Ces conclusions relatives à la violation du droit à un procès équitable ont été complétées par la négligence médicale dont les frères ont fait l'objet pendant leur détention. Malgré les observations du gouvernement soulignant le nombre d'examens médicaux auxquels les détenus ont participé, il n'y avait pas d'informations spécifiques sur les raisons de ces rendez-vous, les traitements administrés ou l'état de santé actuel des détenus. Les frères Khatam ont non seulement été battus à plusieurs reprises pendant leur détention, mais Murtadha a également souffert de douleurs à la main, pour lesquelles les autorités pénitentiaires ont ignoré la recommandation du médecin de le transférer à l'hôpital. En outre, son état de santé général se serait également détérioré en raison des mauvaises conditions de détention et de la grève de la faim qu'il a entamée en août 2023 pour dénoncer ces conditions. La source a indiqué que Mohamed Khatam souffrait également de douleurs après une extraction dentaire sans suivi médical. Pour ces raisons, le Groupe de Travail a porté le cas devant le Rapporteur spécial sur la torture et autres peines ou traitements cruels, inhumains ou dégradants.
Par conséquent, le Groupe de Travail a estimé que les arrestations et les détentions des trois frères étaient toutes arbitraires au sens de la catégorie III, car elles ont gravement violé les droits des détenus à un procès équitable.
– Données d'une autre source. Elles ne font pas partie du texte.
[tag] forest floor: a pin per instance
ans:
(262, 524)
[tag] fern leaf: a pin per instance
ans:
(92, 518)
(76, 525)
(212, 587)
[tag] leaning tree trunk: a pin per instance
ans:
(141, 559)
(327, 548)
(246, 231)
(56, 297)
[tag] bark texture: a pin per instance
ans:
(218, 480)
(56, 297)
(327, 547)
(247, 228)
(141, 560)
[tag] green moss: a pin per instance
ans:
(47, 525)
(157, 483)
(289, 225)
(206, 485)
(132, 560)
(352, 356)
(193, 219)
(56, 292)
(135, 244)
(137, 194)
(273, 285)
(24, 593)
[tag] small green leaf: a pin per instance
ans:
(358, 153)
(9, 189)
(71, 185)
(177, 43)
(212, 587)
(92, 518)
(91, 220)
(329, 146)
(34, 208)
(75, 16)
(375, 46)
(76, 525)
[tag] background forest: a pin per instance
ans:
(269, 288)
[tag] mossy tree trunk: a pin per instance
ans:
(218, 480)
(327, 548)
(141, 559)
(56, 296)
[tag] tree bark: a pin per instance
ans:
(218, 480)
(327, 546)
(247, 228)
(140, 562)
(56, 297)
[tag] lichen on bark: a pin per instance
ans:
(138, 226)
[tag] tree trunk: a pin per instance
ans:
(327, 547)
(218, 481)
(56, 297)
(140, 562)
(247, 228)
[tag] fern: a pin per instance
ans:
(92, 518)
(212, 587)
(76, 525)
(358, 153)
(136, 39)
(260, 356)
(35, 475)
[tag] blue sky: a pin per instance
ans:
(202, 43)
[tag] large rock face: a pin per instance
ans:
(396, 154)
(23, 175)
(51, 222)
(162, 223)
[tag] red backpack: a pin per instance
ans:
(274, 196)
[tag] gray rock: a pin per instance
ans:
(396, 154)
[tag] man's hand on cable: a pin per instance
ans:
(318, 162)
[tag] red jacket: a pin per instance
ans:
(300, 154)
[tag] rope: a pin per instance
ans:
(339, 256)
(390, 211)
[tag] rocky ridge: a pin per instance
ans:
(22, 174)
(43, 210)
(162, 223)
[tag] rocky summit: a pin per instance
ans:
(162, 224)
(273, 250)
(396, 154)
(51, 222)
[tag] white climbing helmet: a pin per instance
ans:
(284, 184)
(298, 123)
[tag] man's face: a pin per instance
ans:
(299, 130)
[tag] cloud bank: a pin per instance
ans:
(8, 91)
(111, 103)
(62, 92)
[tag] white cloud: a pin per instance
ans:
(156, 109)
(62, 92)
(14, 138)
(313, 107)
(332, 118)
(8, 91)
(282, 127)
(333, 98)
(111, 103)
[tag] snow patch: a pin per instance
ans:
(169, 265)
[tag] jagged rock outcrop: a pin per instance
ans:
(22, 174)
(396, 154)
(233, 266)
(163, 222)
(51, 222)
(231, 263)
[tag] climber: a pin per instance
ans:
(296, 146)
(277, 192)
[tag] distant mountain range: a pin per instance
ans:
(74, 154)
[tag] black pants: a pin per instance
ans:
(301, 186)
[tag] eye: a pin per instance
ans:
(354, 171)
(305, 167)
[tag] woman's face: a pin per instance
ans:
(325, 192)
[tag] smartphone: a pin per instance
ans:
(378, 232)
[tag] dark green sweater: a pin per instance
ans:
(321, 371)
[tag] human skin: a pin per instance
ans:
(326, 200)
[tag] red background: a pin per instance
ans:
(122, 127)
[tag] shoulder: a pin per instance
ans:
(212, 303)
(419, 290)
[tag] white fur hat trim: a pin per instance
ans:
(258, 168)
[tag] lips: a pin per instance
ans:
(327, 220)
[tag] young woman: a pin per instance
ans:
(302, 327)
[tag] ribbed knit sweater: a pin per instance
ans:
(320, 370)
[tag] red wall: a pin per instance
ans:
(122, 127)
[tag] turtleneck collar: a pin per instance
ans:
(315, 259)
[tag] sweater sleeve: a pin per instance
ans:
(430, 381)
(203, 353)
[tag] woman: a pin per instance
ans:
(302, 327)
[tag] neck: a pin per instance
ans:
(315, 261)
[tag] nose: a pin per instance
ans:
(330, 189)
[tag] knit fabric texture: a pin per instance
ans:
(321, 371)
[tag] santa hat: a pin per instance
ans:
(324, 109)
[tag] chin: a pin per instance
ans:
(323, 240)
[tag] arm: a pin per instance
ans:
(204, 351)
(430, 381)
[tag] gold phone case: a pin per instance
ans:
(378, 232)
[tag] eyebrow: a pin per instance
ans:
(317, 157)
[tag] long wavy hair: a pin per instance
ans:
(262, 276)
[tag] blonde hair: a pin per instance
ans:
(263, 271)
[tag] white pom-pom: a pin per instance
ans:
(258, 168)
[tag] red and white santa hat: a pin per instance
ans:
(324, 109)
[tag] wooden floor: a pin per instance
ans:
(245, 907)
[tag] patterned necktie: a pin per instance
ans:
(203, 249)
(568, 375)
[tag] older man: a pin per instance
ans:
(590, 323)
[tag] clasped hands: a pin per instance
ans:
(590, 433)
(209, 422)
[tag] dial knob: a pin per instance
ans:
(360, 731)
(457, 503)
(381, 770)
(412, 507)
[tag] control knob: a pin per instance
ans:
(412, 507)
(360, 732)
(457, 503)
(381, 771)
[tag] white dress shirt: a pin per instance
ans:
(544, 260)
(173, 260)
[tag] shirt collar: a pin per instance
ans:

CONCLUSIONS DU GROUPE DE TRAVAIL DES NATIONS UNIES CONTRE LA DÉTENTION ARBITRAIRE
Compte tenu de ce qui précède, le Groupe de Travail des Nations Unies sur la détention arbitraire a considéré que la détention de Muntadhar Abdali Mohamed Khatam, Murtadha Abdali Mohamed Khatam et Mohamed Abdali Mohamed Hasan Khatam était arbitraire et relevait des catégories I et III, car leur privation de liberté était contraire aux articles 3 et 14 de la Déclaration Universelle des Droits de l'Homme et aux articles 9 et 14 du Pacte International Relatif aux Droits Civils et Politiques.
Le Groupe de Travail a recommandé au gouvernement bahreïnien de prendre sans délai les mesures nécessaires pour remédier à la situation de Muntadhar, Murtadha et Mohamed Khatam et la mettre en conformité avec les normes internationales pertinentes. Le Groupe de Travail a estimé que, compte tenu de toutes les circonstances de l'affaire, la solution appropriée consisterait à libérer immédiatement les frères Khatam et à leur accorder un droit exécutoire à une indemnisation et à d'autres réparations, conformément au droit international.
Le Groupe de Travail a noté que ce cas s'inscrit dans un contexte plus large d'arrestations et de détentions arbitraires au Bahreïn. Il a rappelé que, dans certaines circonstances, ces détentions arbitraires généralisées ou systématiques peuvent constituer des crimes contre l'humanité.